Her look turns thoughtful. “If Medora is here…” Her dark eyes examine the pile of clothing on the floor. “That must mean…” She leans down, scooping up a silky cream cloak that looked more plump and wiggly than the rest of the clothes. “Aha!” She exclaims, revealing the near twin of Medora. “The second criminal.” Dust looked as guilty as a jackalope reasonably could. He was much skinnier than Medora, his amble bottom trembling pitifully as he looked up at them with glittering, moon round eyes. Val picks him up, his back legs kicking, and promptly kisses his pink nose. He thanks her by sneezing in her face. “Trouble makers.” She accuses the pair of them.

Lanlan tsks at the state of Valrae’s once fine clothes.

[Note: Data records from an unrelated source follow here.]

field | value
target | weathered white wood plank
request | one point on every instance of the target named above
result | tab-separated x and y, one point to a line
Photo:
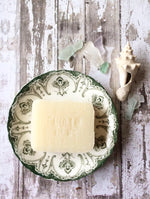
102	20
9	79
70	27
135	17
38	55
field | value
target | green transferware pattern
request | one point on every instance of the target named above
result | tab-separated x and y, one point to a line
62	166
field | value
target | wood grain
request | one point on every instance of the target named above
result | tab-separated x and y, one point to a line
32	33
135	136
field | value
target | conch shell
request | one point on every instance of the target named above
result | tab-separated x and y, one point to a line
127	68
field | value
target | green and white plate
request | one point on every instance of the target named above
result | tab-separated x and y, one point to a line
63	166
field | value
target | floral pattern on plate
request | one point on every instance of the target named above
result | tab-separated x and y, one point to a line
70	85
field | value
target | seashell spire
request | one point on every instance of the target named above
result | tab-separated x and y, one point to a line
127	67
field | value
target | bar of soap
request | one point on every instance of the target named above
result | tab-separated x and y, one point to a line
62	126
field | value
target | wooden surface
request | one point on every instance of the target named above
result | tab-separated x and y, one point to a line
31	36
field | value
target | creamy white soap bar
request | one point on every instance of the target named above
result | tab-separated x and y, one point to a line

As she holds it up it unfolds, and displays a symmetrical and tattered snowflake pattern, created when Medora chewed clean threw multiple layers. He gives it a second thought. “In fact, you might be right. It’s a little rough, amateurish, but…” He smiles proudly at the little beast, and his voice turns up an octave as he addresses her directly. “You’re a little tailor aren’t you?” Medora is quite exasperated at Valrae now, having stolen her meal before she could finish, and hops huffing toward Lanlan where she flumps over onto his foot. Lanlan then realizes that he just used the voice that was only for him and Medora to hear, and callously slides his shoe from under Medora’s flubs. “Since you two seem to be getting along so nicely, I think you wouldn’t mind keeping her in here for a while? I need to go and prepare for certain contingencies. The last few archmages left without a plan in place in case of their departure or demise. I won’t be doing that.” Surely his return to a very somber topic would be enough to erase what she just heard. But then he adds something else. “Sir Dustolomew, you are looking very, very healthy.” Then he nods at the jackalope, bending into a slight and courteous bow. Regrettably, Lanlan didn’t have any raspberries or strawberries on him, so he couldn’t offer anything Dust would appreciate. His long and silent endeavor to win the affection of both jackalopes would be put off, for now.

With that, he hands Valrae back her teacup and begins making his way for the door. It’s a gradual, somewhat forced effort, there were still so many things left unsaid, unexplained. Soon he might miss his chance to ever say what needs to be said. His hand falls on the doorknob and pulls it across his waist. “If you need anything, let me know,” he says. Now wouldn’t be the time either, it seems. As he leaves, he closes the door behind him, it appears. But the meerest breeze pushes the door open an inch. Just enough for Medora to turn one of her antlers into it and crack it open enough for her to slip out behind the archmage. What a horrible mistake he’s made, accidentally leaving the door open just enough for Medora to follow him out.